Conservation officer Darcy MacPhee wanted to find the hunter who killed and left this grizzly near Mt. Timothy. (Jonathan Green photo - from the Free Press archives)

Conservation officer Darcy MacPhee wanted to find the hunter who killed and left this grizzly near Mt. Timothy. (Jonathan Green photo - from the Free Press archives)

ARCHIVES: CO looks for whoever killed a grizzly bear

From the Free Press archives

52 YEARS AGO (1970): Music lovers and community supporters got together on Nov. 26 for the first-ever community concert in 100 Mile House. Bands, schools, church choirs, vocalists and instrumentalists from 100 Mile House, Lone Butte, Forest Grove, 70 Mile and 93 Mile were on the program. Organizer Mrs. Gordon Ireland said the program was “shaping up beautifully. I’m getting excited.” She came up with the idea of the concert to celebrate Canada’s Music Week after being invited to Quesnel by the Music Teacher’s Federation before deciding to organize one for the local area.

39YEARS AGO (1983): With highways crews on strike and snow-covered roads getting icy, two concerned Anderson subdivision housewives, Anne Dale and Cathy Rymer decided to take matters into their own hands. They loaded up their four-wheel drive trucks with sand, recruited some enthusiastic shovelers and began spreading the sand near Skaday Bridge and around the Lone Butte area. Within hours, Dale had compiled a list of over 50 volunteers wanting to help out.

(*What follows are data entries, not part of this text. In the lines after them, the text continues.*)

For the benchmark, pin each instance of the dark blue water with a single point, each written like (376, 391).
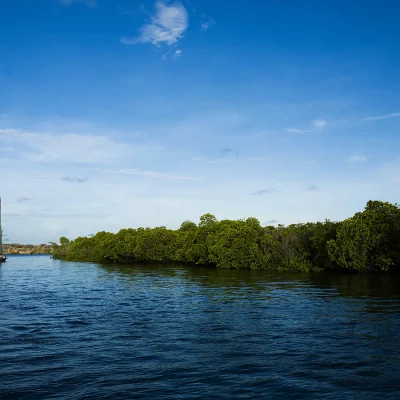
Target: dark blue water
(84, 331)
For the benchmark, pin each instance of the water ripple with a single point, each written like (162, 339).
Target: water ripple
(85, 331)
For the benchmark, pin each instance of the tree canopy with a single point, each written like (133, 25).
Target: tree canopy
(370, 240)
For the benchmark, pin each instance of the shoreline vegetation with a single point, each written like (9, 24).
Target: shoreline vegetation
(15, 248)
(368, 241)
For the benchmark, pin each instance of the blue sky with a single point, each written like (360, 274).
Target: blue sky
(142, 113)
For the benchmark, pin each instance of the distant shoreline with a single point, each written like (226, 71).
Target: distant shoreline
(27, 249)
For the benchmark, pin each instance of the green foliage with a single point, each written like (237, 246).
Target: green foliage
(370, 240)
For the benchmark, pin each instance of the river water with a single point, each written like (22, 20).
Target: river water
(86, 331)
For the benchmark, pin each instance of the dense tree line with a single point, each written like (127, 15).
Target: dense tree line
(370, 240)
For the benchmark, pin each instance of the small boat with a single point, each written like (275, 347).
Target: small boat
(3, 257)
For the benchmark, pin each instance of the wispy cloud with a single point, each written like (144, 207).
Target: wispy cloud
(378, 117)
(226, 150)
(358, 158)
(207, 24)
(296, 130)
(263, 192)
(319, 123)
(24, 199)
(167, 26)
(315, 124)
(313, 188)
(90, 3)
(73, 180)
(152, 174)
(44, 147)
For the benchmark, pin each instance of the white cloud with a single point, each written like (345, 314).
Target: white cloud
(90, 3)
(378, 117)
(319, 123)
(167, 26)
(296, 130)
(152, 174)
(206, 25)
(358, 158)
(71, 148)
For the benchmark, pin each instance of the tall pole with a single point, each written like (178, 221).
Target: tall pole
(1, 233)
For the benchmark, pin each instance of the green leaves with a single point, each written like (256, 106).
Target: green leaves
(369, 240)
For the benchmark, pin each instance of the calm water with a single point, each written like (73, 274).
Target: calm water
(82, 331)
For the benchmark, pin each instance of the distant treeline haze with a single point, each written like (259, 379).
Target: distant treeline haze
(368, 241)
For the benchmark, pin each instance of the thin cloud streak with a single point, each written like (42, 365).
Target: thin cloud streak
(89, 3)
(296, 130)
(358, 158)
(263, 192)
(167, 26)
(152, 174)
(379, 117)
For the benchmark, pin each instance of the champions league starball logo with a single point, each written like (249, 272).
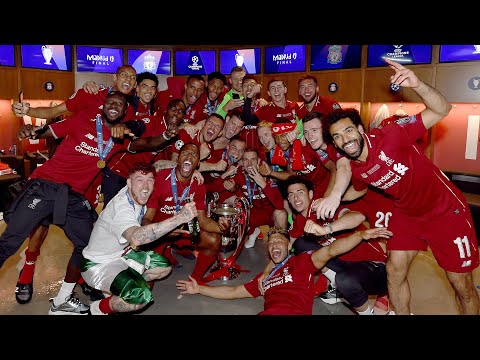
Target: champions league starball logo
(149, 63)
(195, 65)
(334, 54)
(398, 54)
(101, 59)
(285, 58)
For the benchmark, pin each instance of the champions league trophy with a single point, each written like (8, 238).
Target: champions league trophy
(47, 52)
(239, 59)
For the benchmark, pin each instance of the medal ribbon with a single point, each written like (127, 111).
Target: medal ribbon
(249, 189)
(173, 180)
(278, 266)
(211, 108)
(131, 202)
(102, 154)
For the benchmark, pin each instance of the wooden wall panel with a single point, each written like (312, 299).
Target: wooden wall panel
(8, 83)
(33, 81)
(377, 85)
(452, 80)
(349, 84)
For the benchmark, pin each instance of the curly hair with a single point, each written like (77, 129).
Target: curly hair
(143, 167)
(337, 115)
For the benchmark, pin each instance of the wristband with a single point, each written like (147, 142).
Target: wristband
(165, 136)
(327, 224)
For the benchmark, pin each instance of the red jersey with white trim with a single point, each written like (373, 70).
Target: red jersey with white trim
(395, 165)
(75, 159)
(289, 291)
(265, 198)
(122, 162)
(81, 100)
(185, 138)
(315, 170)
(322, 105)
(208, 107)
(163, 200)
(272, 112)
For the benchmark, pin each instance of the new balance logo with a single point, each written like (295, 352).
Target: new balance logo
(34, 203)
(382, 156)
(399, 168)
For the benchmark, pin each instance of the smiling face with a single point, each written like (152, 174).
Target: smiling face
(236, 79)
(212, 128)
(188, 160)
(146, 90)
(140, 186)
(215, 88)
(349, 138)
(265, 137)
(299, 197)
(193, 90)
(249, 160)
(312, 130)
(277, 91)
(233, 126)
(308, 90)
(125, 79)
(115, 107)
(175, 112)
(235, 150)
(281, 140)
(278, 247)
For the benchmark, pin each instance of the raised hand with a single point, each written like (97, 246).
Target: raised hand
(403, 76)
(230, 185)
(188, 212)
(311, 227)
(91, 87)
(326, 207)
(375, 232)
(264, 169)
(28, 131)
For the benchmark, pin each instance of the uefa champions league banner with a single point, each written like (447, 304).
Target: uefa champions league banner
(97, 59)
(154, 61)
(49, 57)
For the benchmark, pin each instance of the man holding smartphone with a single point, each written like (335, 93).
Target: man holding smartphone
(233, 98)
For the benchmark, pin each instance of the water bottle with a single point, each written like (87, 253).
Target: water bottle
(193, 226)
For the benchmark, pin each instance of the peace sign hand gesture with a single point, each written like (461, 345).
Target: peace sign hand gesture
(403, 76)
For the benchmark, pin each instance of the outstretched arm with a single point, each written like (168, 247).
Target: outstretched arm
(139, 235)
(44, 112)
(321, 256)
(218, 292)
(341, 176)
(436, 104)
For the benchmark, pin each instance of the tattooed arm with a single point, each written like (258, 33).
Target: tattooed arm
(139, 235)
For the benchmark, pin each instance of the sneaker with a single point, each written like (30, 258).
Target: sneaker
(331, 296)
(95, 308)
(94, 294)
(252, 238)
(23, 292)
(382, 303)
(71, 306)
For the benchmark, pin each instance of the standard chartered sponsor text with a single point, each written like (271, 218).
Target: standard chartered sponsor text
(86, 149)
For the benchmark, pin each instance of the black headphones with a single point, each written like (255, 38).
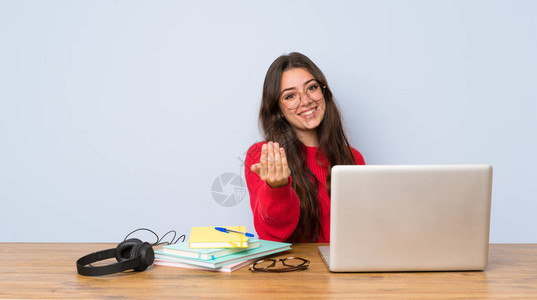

26 YEARS AGO (1996): Conservation Officer Darcy MacPhee said the local office was looking for whoever was responsible for killing a three-year-old grizzly. What was left of the body was found the week before near Fly Lake in the vicinity of Mt. Timothy ski hill. MacPhee believes the bear came across a hunting camp where a moose was hanging beside the camp, most likely attracting the bear. MacPhee said the bear was probably shot then wandered off and died some 50 metres away. He believes those responsible left the area instead of owning up to the act.

13 YEARS AGO (2009): Judith Hayes was surprised when she received a toll bill for crossing the new Golden Ears Bridge as she was not in the Lower Mainland on the day she supposedly crossed the bridge. Instead, she was at work at Community Employment Services in 100 Mile House. “This is totally bogus. I was at work and nobody else was driving my vehicle,” said Hayes, adding it was not the bill for $3.90 that was the issue, rather it was the principle. TransLink communications director Ken Hardie said it could have been a glitch. “It does happen. It is accurate 97 per cent of the time.”